Verify the agent calls the right tools and uses the results:

import { describe, it, expect } from 'vitest';
import { Agent, mock, defineTool } from 'agentfootprint';
import { agentObservability } from 'agentfootprint/observe';
const lookupOrder = defineTool({
id: 'lookup_order',
description: 'Look up an order',
inputSchema: { type: 'object', properties: { orderId: { type: 'string' } }, required: ['orderId'] },
handler: async ({ orderId }) => ({
content: JSON.stringify({ orderId, status: 'shipped', amount: 299 }),
}),
});
describe('support agent', () => {
it('looks up the order and responds with status', async () => {
const obs = agentObservability();
const agent = Agent.create({
provider: mock([
{ content: '', toolCalls: [{ id: 'tc1', name: 'lookup_order', arguments: { orderId: 'ORD-1003' } }] },
{ content: 'Your order ORD-1003 has shipped!' },
]),
})
.system('You are a support agent.')
.tool(lookupOrder)
.recorder(obs)
.build();
const result = await agent.run('Check order ORD-1003');
// Assert on content
expect(result.content).toContain('shipped');
// Assert on iterations (2 = tool call + final response)
expect(result.iterations).toBe(2);
// Assert on recorder data
expect(obs.tokens().totalCalls).toBe(2);
expect(obs.tools().byTool['lookup_order'].calls).toBe(1);
});
});

Verify the execution trace contains expected entries:

it('narrative includes tool call details', async () => {
const agent = Agent.create({ provider: mock([...]) })
.tool(lookupOrder)
.build();
await agent.run('Check order ORD-1003');
const narrative = agent.getNarrative();
expect(narrative.some(line => line.includes('lookup_order'))).toBe(true);
expect(narrative.some(line => line.includes('shipped'))).toBe(true);
});

Verify conditional instructions activate based on decision scope:

import { defineInstruction, AgentPattern } from 'agentfootprint/instructions';
it('refund instruction activates for cancelled orders', async () => {
const refund = defineInstruction({
id: 'refund-handling',
activeWhen: (d) => d.orderStatus === 'cancelled',
prompt: 'Offer refund.

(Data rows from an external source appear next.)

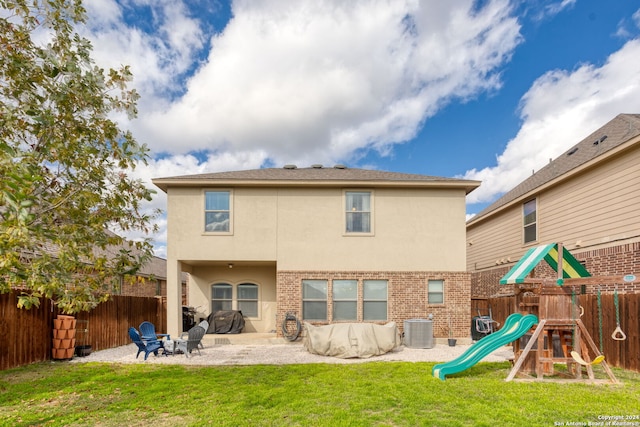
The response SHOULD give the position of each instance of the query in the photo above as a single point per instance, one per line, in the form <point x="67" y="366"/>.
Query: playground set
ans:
<point x="557" y="322"/>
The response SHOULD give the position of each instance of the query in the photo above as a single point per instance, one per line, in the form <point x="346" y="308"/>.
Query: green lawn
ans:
<point x="367" y="394"/>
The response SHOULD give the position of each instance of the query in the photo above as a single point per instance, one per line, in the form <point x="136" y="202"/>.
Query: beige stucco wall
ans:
<point x="298" y="229"/>
<point x="414" y="229"/>
<point x="202" y="277"/>
<point x="595" y="209"/>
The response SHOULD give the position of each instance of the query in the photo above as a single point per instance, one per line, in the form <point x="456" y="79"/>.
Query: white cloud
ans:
<point x="315" y="82"/>
<point x="159" y="56"/>
<point x="559" y="110"/>
<point x="295" y="82"/>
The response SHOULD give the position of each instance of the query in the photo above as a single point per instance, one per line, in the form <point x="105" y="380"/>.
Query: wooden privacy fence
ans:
<point x="622" y="354"/>
<point x="27" y="334"/>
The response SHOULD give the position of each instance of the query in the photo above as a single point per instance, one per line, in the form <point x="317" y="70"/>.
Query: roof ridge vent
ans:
<point x="601" y="140"/>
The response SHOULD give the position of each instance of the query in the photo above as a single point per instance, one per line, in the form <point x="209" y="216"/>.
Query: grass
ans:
<point x="367" y="394"/>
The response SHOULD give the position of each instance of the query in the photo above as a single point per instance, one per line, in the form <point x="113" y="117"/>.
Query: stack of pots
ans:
<point x="64" y="337"/>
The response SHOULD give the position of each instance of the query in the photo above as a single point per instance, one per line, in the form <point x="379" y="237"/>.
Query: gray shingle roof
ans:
<point x="311" y="176"/>
<point x="616" y="132"/>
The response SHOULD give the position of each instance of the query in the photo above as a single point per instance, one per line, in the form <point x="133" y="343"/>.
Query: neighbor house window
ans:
<point x="217" y="211"/>
<point x="221" y="297"/>
<point x="358" y="211"/>
<point x="374" y="300"/>
<point x="248" y="299"/>
<point x="530" y="221"/>
<point x="345" y="299"/>
<point x="435" y="292"/>
<point x="314" y="299"/>
<point x="244" y="297"/>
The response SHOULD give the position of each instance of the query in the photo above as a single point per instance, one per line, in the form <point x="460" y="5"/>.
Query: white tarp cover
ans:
<point x="347" y="340"/>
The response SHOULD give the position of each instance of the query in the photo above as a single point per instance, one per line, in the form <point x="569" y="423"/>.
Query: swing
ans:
<point x="617" y="334"/>
<point x="574" y="354"/>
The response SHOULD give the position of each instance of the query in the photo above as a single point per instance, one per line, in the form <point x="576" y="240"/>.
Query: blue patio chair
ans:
<point x="204" y="325"/>
<point x="146" y="347"/>
<point x="195" y="335"/>
<point x="148" y="332"/>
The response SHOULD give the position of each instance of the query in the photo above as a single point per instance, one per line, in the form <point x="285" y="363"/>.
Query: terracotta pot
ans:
<point x="62" y="353"/>
<point x="83" y="350"/>
<point x="67" y="343"/>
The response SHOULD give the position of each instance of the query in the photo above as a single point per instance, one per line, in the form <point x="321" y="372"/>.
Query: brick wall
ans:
<point x="406" y="293"/>
<point x="616" y="260"/>
<point x="143" y="287"/>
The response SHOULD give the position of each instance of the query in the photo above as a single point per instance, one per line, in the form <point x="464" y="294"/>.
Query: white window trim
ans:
<point x="371" y="213"/>
<point x="444" y="300"/>
<point x="204" y="210"/>
<point x="365" y="300"/>
<point x="536" y="222"/>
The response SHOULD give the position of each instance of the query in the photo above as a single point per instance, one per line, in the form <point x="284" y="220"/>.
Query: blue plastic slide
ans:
<point x="514" y="327"/>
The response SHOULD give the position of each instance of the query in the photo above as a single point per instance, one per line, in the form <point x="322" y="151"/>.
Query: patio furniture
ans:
<point x="148" y="332"/>
<point x="204" y="325"/>
<point x="195" y="335"/>
<point x="146" y="347"/>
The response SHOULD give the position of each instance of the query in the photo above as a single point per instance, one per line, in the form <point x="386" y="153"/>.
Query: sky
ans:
<point x="486" y="90"/>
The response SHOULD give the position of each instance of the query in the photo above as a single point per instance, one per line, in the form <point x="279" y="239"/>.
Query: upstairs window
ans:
<point x="529" y="212"/>
<point x="358" y="211"/>
<point x="345" y="300"/>
<point x="217" y="211"/>
<point x="248" y="299"/>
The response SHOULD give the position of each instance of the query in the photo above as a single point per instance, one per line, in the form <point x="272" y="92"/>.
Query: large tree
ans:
<point x="64" y="162"/>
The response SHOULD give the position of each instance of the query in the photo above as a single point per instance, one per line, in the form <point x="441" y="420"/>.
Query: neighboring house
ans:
<point x="588" y="199"/>
<point x="150" y="281"/>
<point x="327" y="244"/>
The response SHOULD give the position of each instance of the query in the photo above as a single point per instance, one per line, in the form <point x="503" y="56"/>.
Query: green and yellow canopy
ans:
<point x="571" y="268"/>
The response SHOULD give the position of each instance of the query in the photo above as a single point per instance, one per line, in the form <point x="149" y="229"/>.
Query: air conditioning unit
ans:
<point x="418" y="333"/>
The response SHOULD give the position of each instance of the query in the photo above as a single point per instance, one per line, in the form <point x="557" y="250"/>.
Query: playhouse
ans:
<point x="560" y="337"/>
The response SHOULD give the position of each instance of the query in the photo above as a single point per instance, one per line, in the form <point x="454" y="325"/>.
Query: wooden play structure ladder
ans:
<point x="559" y="317"/>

Timeline: 3-5 days.',
});
const agent = Agent.create({
provider: mock([
// Call 1: tool call
{ content: '', toolCalls: [{ id: 'tc1', name: 'lookup_order', arguments: { orderId: 'ORD-1003' } }] },
// Call 2: response (should mention refund since instruction activated)
{ content: 'Your order was cancelled. I can process a refund in 3-5 days.' },
]),
})
.tool(lookupOrder)
.instruction(refund)
.decision({ orderStatus: null })
.pattern(AgentPattern.Dynamic)
.build();
const result = await agent.run('Check order ORD-1003');
expect(result.content).toContain('refund');
});
import type { AgentStreamEvent } from 'agentfootprint';
it('emits tool_start and tool_end events', async () => {
const events: AgentStreamEvent[] = [];
const agent = Agent.create({ provider: mock([...]) })
.tool(lookupOrder)
.build();
await agent.run('Check order', {
onEvent: (event) => events.push(event),
});
const toolStarts = events.filter(e => e.type === 'tool_start');
const toolEnds = events.filter(e => e.type === 'tool_end');
expect(toolStarts).toHaveLength(1);
expect(toolEnds).toHaveLength(1);
expect(toolStarts[0].toolName).toBe('lookup_order');
});
import { ExplainRecorder } from 'agentfootprint/explain';
it('LLM response is grounded in tool results', async () => {
const explain = new ExplainRecorder();
const agent = Agent.create({ provider: mock([...]) })
.tool(lookupOrder)
.recorder(explain)
.build();
await agent.run('Check order ORD-1003');
const report = explain.explain();
// Sources should contain the order data
expect(report.sources.length).toBeGreaterThan(0);
// Claims should reference data from sources
expect(report.claims.length).toBeGreaterThan(0);
});
  • One mock response per LLM call. If the agent makes 2 LLM calls (tool + response), provide 2 mock responses.
  • Tool handlers still execute. mock() replaces the LLM, not your tools. Tool handlers run normally.
  • Use agentObservability() to assert on token counts, tool usage, and cost.
  • Use .getNarrativeEntries() for structured assertions instead of string matching on .getNarrative().